Шекс р. Макб т [38] Пер. М. Лозинского.
.
— Племянница говорила мне, что актеры считали «Макбета» приносящим несчастья, — сказала миссис Квигли, — хотя, уверена, Пембруков это не коснулось. Эта цитата, знаете ли, тесно связана с историей поместья. Шекспир когда- то бывал здесь.
У меня по спине пробежал холодок.
— Но ведь статую изваяли больше чем через век после его смерти, — обронил сэр Генри.
— Несомненно. Однако прежде, чем попасть на свиток, эта фраза украшала одну из притолок у входа в дом.
Сэр Генри рывком развернулся к входной двери.
— Нет-нет, не здесь, — сказала миссис Квигли, подняв брови. — В девятнадцатом веке фасад перестроили.
Обойдя статую, она прошла в коридор-галерею, обрамлявшую внутренний дворик, и повела рукой.
Как и библиотека Уайденера, Уилтон-Хаус в плане представлял собой полый квадрат. Казалось бы, зайдя через входную дверь, оказываешься на первом этаже, но тут все было иначе: под нашей галереей располагался еще один ярус, как будто дом стоял на склоне холма.
Внизу слева виднелся арочный проход. Во времена Шекспира, как объяснила нам миссис Квигли, там располагался открытый проезд, ведущий внутрь двора. Повозки привозили знатных дам и господ, а порой и актерскую труппу к наружным воротам, а потом и сюда, к прелестному, как она выразилась, портику с горгульями, который располагался примерно под нашими ногами.
Я поежилась. Через эту арку въезжал Шекспир. Он стоял здесь, на брусчатке двора, поглядывал на небо — не собирается ли дождь? Ел, потягивал эль, а может, вино где-то в этих стенах, перемигивался с какой-нибудь кареглазой служанкой, писал ей записки, справлял нужду, рвал цветы, бросал кости, спал, предавался мечтам… Цепким постановщицким глазом разглядывал публику, пока все смотрели спектакль — с нетерпением и взглядами украдкой, шепотом, вздохами, слезами, а самое отрадное — со смехом. Ни Атенаида, ни «Фолджер», ни фонд театра «Глобус» со всеми их деньгами не смогли бы подарить это ощущение — трепет от прикосновения к истории.
Он бывал здесь.
— «Дом Шекспира» — так они называли это крыльцо, — вспоминала миссис Квигли. — В роду ходили легенды, что королевская труппа использовала его как сцену.

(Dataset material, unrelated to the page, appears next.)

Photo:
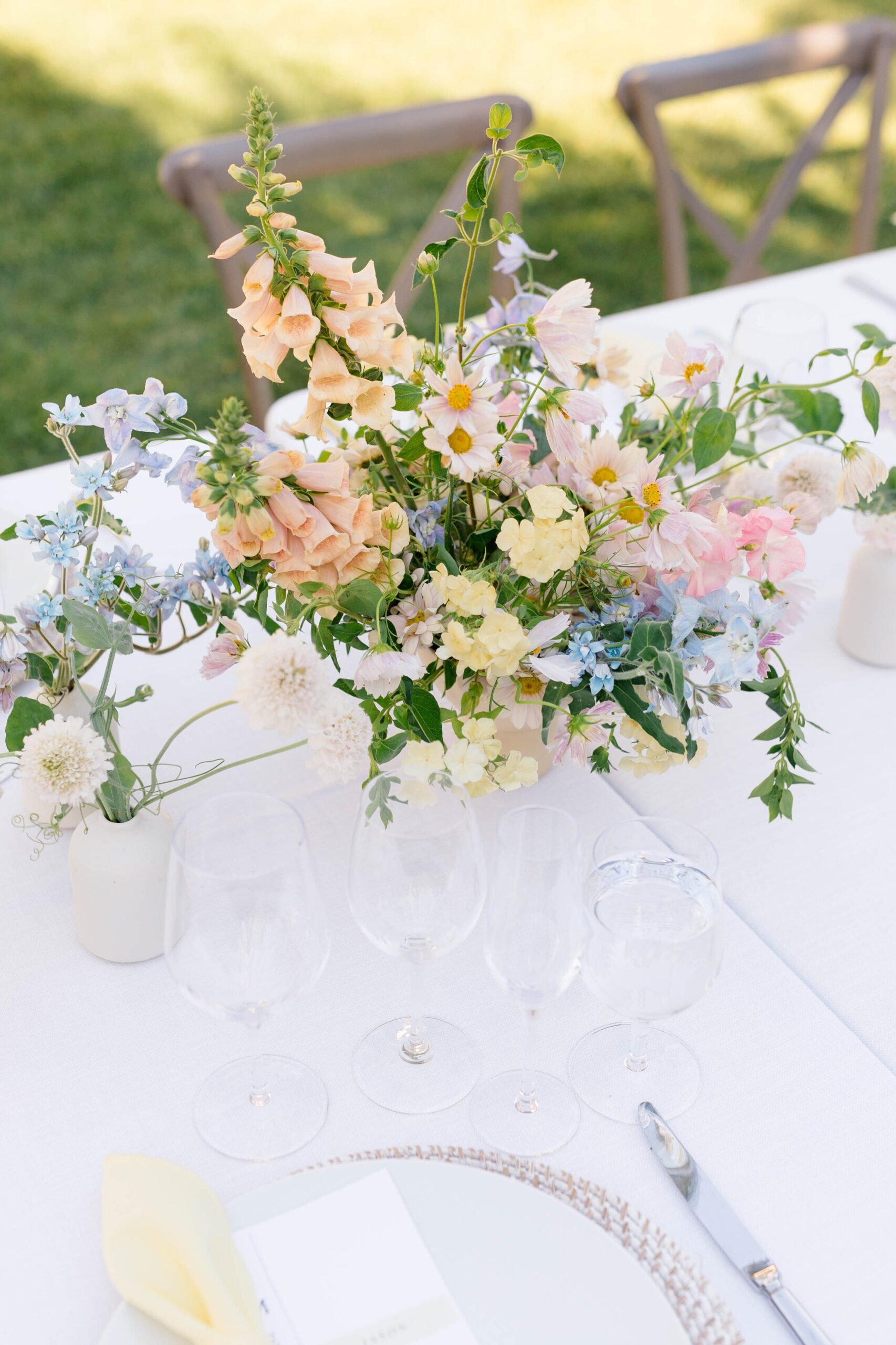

Но чаще его называют Гольбейновым.
— Оно сохранилась? — В тоне сэра Генри прорывалось нетерпение.
— О да. Полагаю, его спасли преданность одного слуги и счастливый случай. В начале девятнадцатого века, когда дом реконструировали, портик разобрали, а камень почти что рассыпался. Однако старый каменщик, всю жизнь прослуживший в поместье, не пожелал, чтобы его выбросили. Он вынес крыльцо в сад — камень за камнем — и сложил заново. Там оно и стоит по сей день, в уединенном уголке сада, как беседка. Правда, надпись, к сожалению, совершенно стерлась.
Она деликатно отошла назад, в холл со статуей, задержавшись у большого портрета знатного кавалера.
— Раз уж вы увлекаетесь Шекспиром, вам будет интересен четвертый граф — младший из «непревзойденных братьев» первого фолио.
У графа были волосы до плеч, а в улыбке чувствовалась горечь. Шелковый костюм рыжеватого оттенка сочетал роскошь и умеренность, если не считать некоторого пристрастия к кружевам.
— Филипп Герберт, первый граф Монтгомери, во время создания портрета. Был женат на одной из дочерей графа Оксфорда.